Nous allons faire disparaître les obstacles des rivières (seuils, barrages), reconnecter des habitats fluviaux, et le saumon Atlantique reviendra à son abondance passée. Cette promesse majeure de la politique dite de continuité écologique est fondée sur une science du 20e siècle. Problème : cette vision est fausse. Dans un passage en revue critique de l’état des stocks de saumon Atlantique, des scientifiques montrent que si le saumon a souffert dans le passé des barrages, de la pollution et de la surexploitation de pêche continentale, ces causes n’expliquent pas le fort déclin observé depuis le milieu des années 1980, même dans des rivières sans obstacle, sans polluant et à pêche interdite ou très restreinte. L’hypothèse dominante retenue par ces chercheurs est une pression de la pêche illégale, non déclarée, non réglementée (INN), d’autant plus forte que le bassin de retour des saumons est situé loin du gyre subpolaire formant une étape de leur migration marine.


Illustration par Timothy Knepp, U.S. Fish and Wildlife Service.

La présence des saumons atlantiques adultes (Salmo salar Linnaeus, 1758), retournant dans les rivières autour de l'océan Atlantique Nord, a été étroitement surveillée depuis que les humains ont commencé à exploiter la ressource. Historiquement, les populations de saumon ont été très abondantes, même si les chroniques historiques évoquent des périodes de pénurie. L'examen des retours d'adultes au cours des 100 à 200 dernières années où nous disposons de chroniques historiques fiables et continues suggère qu'il existait un cycle naturel d'abondance annuelle, avec des quantités de saumons en rivière pouvant varier d’un facteur 10 entre les période d’abondance et les périodes de rareté. La quantité globale  de saumons a cependant décru régulièrement au fil du temps en raison de causes anthropiques connues (grands barrages, pollutions, surpêche). Mais, depuis les années 1980, une nouvelle baisse globale et mal expliquée est observée alors que les pressions anciennes se sont stabilisées ou ont régressé.
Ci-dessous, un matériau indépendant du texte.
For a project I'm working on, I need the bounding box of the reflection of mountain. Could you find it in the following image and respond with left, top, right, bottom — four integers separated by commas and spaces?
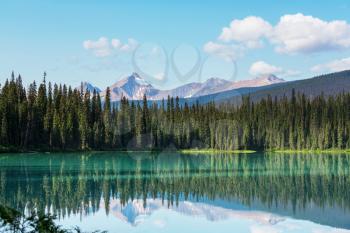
109, 200, 154, 226
1, 152, 350, 229
105, 198, 285, 226
204, 198, 350, 230
61, 198, 350, 233
105, 197, 350, 230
Sept spécialistes nord-américains et européens du saumon Atlantique ont publié un passage en revue critique des causes possibles de déclin récent du saumon Atlantique. Voici le résumé de leur étude :
« Les retours d'adultes dans de nombreux stocks de saumon atlantique sauvage et d'écloserie de l'Atlantique Nord ont diminué ou se sont effondrés depuis 1985. L'amélioration, les fermetures de la pêche commerciale et les restrictions de pêche à la ligne n'ont pas réussi à enrayer le déclin. Les impacts humains tels que les barrages, la pollution ou la surexploitation marine étaient responsables de certains déclins de stocks dans le passé, mais les retours d'adultes dans les stocks de rivières et d'écloseries sans impacts locaux évidents ont également diminué ou se sont effondrés depuis 1985. De nombreuses études ont postulé que la récente occurrence généralisée de faibles retours d'adultes peuvent être causés par le changement climatique, la salmoniculture, la disponibilité de nourriture en mer ou les prédateurs marins, mais ces possibilités ne sont pas soutenues par certains  stocks qui persistent près des niveaux historiques, la perte de stocks éloignés des sites d'élevage, un éventail de proies marines diversifié et la rareté des grands prédateurs du large. 
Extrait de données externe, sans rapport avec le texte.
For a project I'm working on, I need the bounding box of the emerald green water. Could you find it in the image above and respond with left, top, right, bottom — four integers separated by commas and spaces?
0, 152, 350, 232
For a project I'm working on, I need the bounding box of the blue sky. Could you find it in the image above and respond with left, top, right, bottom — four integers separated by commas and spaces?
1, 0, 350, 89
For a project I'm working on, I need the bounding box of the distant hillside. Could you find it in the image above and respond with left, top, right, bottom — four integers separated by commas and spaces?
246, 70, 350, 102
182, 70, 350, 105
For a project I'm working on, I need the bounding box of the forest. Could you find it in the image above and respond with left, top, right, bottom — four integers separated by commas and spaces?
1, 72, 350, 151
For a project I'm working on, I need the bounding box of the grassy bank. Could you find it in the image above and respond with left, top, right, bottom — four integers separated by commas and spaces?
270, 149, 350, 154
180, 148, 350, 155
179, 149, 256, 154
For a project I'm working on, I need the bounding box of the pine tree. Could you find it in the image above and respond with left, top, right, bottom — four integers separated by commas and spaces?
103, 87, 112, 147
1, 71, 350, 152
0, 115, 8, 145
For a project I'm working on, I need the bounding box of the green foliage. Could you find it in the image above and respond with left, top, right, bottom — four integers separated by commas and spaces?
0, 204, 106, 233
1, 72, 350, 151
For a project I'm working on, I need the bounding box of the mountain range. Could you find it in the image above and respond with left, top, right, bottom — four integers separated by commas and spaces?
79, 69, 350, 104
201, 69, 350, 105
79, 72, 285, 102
Le déclin et l'effondrement des stocks ont des caractéristiques communes : 1) les retours cycliques annuels d'adultes cessent, 2) les retours annuels d'adultes sont stables, 3) la taille moyenne des adultes diminue et 4) les effondrements de stocks se sont produits le plus tôt parmi les bassins versants éloignés du gyre subpolaire de l'Atlantique Nord (NASpG). Les montaisons annuelles cycliques d'adultes étaient communes à tous les stocks dans le passé qui n'étaient pas touchés par des changements anthropiques dans leurs cours d'eau natals. 

Une ligne plate d'abondance des adultes et une réduction de la taille moyenne des adultes sont des caractéristiques communes à de nombreux stocks de poissons surexploités et suggèrent une exploitation de la pêche illégale, non déclarée et non réglementée (INN) en mer. L'éloignement de la NASpG entraînant une mortalité plus élevée des post-saumoneaux migrateurs augmenterait le risque d'effondrement de ces stocks dû à l'exploitation INN. Les prises accessoires de post-saumoneaux et d'adultes dans les pêches au chalut en couple au large de l'Europe et les captures d'adultes interceptés au large du Groenland, dans le golfe du Saint-Laurent et au large de l'Europe ont été des sources de mortalité marine, mais il semble peu probable qu'elles soient la principale cause de la déclin. La répartition dans le temps et dans l'espace des anciennes pêcheries hauturières légales indiquait que les pêcheurs connaissaient bien le schéma migratoire océanique du saumon et, combiné au manque de surveillance depuis 1985 en dehors des zones économiques exclusives ou dans les régions nordiques éloignées, cela pourrait signifier une mortalité élevée en mer à cause de la pêche INN. Le problème des pêcheries océaniques INN est aigu, a entraîné l'effondrement de nombreux stocks d'espèces recherchées dans le monde entier et est probablement lié au déclin et à l'effondrement imminent de la population de saumons de l'Atlantique Nord. »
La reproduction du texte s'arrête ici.